Dejounte Murray #5 of the Atlanta Hawks reacts after hitting the game-winning basket during overtime against the Boston Celtics at State Farm Arena on March 28, 2024 in Atlanta,
Kevin C. Cox/Getty Images

Does Dejounte Murray follow Kirk Goldsberry? That was the question on my mind after watching what the Hawks' effervescent scorer and trash-talker put up 44 points in an overtime win over the Celtics on Thursday night. Murray's box score appears to have traveled through time, from around 2007: 44 points on 18-of-44 shooting. His game-winner, too, felt like a shot from a bygone era. With 6.2 seconds left to play in OT and his team down a point, Murray isolated against Jrue Holiday way beyond the three-point line, dribbled to the circle, and pulled up for a game-winning mid-range jumper:

There is something funny about the fact that Murray hit that shot, and played that game, on the same day that NBA graphics wizard Kirk Goldsberry put out one of his characteristically stark visual representations of how much the NBA has changed over the last 20 years:

Depending on how you prefer NBA basketball to be played (are you an analytics boy or a real hooper?), the difference between these charts is either beautiful to behold or evidence of the bloodless horror that has been inflicted on the NBA since around the time Steph Curry started pulling up from the logo. Did Murray, scrolling through his phone before the start of Thursday's game, perhaps see this chart? Did he feel a sense of revulsion? Did he decide, right then and there, that he would craft a performance that night that was so unconscionable, so bucket-hungry, that it would stop this sullen march of progress in its tracks? Was Murray fighting for the soul of the hooper when he defeated the Celtics?
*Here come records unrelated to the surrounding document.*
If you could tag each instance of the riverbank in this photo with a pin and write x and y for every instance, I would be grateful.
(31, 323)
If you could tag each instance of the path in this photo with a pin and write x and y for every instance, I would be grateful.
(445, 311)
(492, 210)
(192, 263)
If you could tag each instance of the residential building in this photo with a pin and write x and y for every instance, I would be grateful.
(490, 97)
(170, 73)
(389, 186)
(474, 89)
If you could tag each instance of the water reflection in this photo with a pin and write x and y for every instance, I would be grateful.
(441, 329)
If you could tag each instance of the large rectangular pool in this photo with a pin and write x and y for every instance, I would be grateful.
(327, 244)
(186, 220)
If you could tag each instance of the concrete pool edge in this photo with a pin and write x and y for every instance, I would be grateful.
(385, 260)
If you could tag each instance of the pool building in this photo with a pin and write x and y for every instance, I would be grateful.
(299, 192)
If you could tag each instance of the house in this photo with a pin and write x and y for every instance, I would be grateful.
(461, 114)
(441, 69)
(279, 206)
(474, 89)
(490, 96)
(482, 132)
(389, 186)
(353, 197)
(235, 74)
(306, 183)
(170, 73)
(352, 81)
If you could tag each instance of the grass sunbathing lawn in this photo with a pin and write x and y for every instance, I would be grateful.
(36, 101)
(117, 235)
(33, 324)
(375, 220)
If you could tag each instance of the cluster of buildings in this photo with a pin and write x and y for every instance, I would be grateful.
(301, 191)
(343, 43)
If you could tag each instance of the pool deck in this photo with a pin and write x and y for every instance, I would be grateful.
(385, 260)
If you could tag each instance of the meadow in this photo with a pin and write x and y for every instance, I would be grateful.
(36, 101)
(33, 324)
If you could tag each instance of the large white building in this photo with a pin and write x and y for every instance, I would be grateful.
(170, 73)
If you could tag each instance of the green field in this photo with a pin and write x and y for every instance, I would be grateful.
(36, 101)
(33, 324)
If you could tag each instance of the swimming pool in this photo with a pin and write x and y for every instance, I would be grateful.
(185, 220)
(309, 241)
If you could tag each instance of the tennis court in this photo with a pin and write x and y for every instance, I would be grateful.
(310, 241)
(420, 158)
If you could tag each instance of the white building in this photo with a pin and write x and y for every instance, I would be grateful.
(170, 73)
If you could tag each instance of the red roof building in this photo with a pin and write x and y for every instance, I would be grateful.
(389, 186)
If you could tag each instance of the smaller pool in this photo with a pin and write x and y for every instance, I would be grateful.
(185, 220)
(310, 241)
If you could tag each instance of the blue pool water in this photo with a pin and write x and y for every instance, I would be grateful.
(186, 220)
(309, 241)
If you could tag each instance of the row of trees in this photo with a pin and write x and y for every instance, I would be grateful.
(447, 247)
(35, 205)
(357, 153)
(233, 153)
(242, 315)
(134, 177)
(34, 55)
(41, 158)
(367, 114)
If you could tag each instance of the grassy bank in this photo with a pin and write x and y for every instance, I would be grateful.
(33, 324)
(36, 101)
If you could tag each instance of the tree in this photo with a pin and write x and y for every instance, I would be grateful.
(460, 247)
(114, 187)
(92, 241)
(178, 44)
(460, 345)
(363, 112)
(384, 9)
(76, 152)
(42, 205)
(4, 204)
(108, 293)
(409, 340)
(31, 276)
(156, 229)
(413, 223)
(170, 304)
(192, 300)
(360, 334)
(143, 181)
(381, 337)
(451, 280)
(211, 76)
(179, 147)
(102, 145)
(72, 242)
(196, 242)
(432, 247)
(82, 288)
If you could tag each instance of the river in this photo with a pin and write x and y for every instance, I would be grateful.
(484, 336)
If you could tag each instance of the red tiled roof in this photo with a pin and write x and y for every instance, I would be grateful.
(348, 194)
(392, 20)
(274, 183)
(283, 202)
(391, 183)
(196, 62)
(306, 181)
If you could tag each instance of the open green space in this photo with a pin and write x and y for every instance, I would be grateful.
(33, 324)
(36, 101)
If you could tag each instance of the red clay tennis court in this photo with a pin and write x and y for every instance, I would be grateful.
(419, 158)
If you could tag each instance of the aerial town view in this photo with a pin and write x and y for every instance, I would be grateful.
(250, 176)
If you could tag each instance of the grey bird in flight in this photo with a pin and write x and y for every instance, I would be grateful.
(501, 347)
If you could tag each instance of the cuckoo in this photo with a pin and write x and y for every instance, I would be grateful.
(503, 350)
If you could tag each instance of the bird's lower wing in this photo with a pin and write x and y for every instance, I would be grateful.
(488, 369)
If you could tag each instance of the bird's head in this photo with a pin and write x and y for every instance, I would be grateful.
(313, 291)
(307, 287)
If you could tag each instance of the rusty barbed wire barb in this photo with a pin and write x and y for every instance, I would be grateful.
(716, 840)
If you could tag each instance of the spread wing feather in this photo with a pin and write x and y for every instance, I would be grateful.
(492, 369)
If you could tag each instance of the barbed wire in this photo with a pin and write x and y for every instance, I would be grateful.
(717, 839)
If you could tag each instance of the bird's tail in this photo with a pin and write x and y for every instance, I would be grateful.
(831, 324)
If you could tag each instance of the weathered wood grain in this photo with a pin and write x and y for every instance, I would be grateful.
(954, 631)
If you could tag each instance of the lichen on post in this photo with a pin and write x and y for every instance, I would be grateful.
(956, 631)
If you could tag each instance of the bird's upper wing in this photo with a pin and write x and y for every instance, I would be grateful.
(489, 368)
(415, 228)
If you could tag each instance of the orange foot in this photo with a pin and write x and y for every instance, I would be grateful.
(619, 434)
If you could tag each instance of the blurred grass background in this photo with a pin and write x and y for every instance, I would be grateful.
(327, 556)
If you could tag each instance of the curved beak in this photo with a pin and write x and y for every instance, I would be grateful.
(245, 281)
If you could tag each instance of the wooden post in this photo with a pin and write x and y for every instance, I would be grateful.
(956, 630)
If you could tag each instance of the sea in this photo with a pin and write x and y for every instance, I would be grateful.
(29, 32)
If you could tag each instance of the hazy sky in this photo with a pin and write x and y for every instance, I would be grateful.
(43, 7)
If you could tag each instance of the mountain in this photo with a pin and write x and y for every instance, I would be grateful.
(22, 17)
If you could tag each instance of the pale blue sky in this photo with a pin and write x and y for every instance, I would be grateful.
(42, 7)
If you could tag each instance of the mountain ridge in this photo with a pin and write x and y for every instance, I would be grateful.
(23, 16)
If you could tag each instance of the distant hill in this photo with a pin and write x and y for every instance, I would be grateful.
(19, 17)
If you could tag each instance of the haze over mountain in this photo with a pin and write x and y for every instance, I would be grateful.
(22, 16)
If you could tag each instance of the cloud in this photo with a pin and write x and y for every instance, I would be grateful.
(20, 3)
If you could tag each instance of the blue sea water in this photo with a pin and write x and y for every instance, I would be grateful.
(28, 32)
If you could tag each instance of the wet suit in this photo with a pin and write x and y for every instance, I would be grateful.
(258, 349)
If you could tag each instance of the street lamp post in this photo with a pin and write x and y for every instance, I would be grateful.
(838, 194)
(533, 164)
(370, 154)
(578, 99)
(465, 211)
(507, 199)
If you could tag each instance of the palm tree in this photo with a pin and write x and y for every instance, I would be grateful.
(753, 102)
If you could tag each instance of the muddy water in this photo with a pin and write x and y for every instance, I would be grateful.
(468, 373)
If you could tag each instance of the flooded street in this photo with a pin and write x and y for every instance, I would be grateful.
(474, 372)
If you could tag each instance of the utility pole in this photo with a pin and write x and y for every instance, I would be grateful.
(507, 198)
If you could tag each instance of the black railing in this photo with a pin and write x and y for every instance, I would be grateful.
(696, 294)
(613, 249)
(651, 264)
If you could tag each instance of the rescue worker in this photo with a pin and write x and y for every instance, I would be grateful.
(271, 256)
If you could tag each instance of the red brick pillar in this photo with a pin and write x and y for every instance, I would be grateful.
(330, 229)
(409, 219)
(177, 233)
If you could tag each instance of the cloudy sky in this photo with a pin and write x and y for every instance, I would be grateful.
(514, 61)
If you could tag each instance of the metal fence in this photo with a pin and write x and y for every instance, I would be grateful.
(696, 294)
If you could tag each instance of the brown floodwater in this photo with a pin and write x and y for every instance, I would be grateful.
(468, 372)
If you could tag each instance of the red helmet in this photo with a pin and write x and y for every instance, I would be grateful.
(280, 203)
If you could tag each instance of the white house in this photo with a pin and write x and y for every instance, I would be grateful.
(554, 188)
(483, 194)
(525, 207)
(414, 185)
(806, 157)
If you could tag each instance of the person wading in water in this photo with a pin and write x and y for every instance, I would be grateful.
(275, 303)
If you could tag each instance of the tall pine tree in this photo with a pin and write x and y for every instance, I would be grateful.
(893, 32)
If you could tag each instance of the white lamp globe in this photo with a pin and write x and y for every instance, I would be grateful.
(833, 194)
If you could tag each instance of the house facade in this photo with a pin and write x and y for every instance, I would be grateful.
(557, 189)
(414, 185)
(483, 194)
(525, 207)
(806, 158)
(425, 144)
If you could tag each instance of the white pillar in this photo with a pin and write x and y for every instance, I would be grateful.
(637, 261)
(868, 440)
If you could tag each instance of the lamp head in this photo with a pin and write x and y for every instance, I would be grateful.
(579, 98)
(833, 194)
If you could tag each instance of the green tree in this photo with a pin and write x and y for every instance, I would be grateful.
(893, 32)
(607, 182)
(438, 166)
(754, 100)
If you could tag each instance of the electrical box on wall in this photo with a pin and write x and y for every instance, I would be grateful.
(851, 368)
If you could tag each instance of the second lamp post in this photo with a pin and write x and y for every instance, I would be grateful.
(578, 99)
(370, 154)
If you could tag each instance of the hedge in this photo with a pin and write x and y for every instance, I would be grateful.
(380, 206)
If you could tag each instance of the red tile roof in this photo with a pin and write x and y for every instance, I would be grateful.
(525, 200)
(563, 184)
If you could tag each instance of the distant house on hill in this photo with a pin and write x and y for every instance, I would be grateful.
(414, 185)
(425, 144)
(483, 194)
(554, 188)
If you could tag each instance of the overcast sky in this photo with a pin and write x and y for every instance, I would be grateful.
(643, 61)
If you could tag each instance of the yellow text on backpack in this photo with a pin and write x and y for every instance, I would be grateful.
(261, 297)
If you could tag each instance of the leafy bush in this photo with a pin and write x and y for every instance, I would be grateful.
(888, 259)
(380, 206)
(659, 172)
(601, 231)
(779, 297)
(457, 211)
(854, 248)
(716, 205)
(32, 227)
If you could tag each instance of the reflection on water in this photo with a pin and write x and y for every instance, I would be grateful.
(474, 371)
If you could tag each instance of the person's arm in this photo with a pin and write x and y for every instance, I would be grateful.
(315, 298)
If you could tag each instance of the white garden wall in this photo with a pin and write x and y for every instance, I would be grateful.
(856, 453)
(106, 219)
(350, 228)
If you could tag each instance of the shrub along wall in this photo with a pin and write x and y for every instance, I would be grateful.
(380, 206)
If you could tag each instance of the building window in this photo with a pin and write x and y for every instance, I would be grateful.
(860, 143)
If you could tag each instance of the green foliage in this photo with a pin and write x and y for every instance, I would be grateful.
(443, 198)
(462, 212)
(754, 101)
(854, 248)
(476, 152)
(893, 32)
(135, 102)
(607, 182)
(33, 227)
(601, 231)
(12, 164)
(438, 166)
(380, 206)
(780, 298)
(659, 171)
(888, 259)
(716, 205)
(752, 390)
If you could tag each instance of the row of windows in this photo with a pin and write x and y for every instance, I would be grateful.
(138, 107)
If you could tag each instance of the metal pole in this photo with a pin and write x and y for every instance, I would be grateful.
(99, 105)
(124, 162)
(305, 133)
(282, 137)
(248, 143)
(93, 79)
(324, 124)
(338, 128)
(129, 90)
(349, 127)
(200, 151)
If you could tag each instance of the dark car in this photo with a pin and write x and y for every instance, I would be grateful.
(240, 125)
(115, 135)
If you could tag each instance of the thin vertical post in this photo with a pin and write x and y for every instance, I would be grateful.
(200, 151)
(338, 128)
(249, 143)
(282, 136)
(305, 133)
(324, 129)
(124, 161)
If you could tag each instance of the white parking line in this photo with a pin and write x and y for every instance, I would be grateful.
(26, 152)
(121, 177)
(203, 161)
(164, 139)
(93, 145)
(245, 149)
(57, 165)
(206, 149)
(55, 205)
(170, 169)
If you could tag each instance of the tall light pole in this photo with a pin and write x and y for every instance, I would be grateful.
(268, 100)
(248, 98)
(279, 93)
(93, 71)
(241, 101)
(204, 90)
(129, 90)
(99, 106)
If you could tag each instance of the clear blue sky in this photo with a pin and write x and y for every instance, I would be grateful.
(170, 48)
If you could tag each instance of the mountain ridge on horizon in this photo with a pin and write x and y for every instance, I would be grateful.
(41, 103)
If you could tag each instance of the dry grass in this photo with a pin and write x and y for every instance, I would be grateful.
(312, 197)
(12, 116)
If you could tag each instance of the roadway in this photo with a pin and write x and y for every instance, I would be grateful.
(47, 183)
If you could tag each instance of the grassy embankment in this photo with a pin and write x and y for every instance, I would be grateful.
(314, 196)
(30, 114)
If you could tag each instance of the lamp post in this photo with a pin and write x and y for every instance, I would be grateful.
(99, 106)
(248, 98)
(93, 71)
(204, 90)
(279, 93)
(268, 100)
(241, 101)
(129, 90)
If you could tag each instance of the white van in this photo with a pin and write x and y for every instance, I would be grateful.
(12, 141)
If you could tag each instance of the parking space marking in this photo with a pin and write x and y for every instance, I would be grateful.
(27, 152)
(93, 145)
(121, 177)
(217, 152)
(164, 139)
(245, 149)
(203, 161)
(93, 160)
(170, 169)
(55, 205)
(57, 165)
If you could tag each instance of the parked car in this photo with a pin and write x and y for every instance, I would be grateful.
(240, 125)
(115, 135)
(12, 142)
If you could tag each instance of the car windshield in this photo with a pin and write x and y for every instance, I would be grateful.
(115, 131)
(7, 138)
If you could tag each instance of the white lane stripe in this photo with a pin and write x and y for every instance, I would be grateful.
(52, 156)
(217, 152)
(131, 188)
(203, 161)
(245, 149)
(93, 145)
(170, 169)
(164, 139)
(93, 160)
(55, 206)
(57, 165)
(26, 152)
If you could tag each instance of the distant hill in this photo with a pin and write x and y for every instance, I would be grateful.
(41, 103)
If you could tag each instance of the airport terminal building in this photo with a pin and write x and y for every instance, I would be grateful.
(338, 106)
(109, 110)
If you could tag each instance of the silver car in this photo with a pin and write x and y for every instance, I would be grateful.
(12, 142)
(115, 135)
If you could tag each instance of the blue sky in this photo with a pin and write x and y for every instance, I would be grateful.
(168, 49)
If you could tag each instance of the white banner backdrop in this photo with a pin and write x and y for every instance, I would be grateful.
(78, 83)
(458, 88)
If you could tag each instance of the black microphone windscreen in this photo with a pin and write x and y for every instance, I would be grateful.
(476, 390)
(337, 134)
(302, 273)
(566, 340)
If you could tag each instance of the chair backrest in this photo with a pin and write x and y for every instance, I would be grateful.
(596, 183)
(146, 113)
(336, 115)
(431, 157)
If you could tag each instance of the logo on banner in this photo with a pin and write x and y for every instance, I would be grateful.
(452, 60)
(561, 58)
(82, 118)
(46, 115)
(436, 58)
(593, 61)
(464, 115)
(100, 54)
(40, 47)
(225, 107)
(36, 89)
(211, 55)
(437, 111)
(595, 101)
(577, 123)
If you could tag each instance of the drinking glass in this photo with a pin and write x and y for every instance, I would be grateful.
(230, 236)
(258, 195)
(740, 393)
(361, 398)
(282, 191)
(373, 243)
The evidence we have doesn't provide a clear answer. Yes, scoring 44 points on 44 shots is the kind of thing that even Allen Iverson might blush at, but Murray's performance wasn't fully revanchist. On the one hand, he took 19 of his shots from the mid-range (guys who wear shooting sleeves to the YMCA start cheering). On the other, he shot 19 three-pointers, with six of them coming from the corner (guys who listen to 2-3 NBA podcasts per week smile smugly).

After the game, Murray was unable to hide the fact that his hooper's spirit is as torn as his box score seemed to suggest. With a mic in his face and the glow of the game-winner still emanating, he made an admission: "I still feel like I played awful. I don't want to take that many shots." This was immediately followed by a second admission: "But I know Kobe would be proud of me."

Thus we encounter the Hooper's Dilemma, born out of the urge to pull up from anywhere and shoot without conscience colliding with the overstated understanding that there are Good Shots and Bad Shots. But there are worse ways for a player who is at war with himself to perform. Murray turned a late-season game designed to glaze the eyes of its audience into a manic, entertaining spectacle that ended with an iconic shot and an upset of the best team in the league. We can all be proud of him for that, I suppose.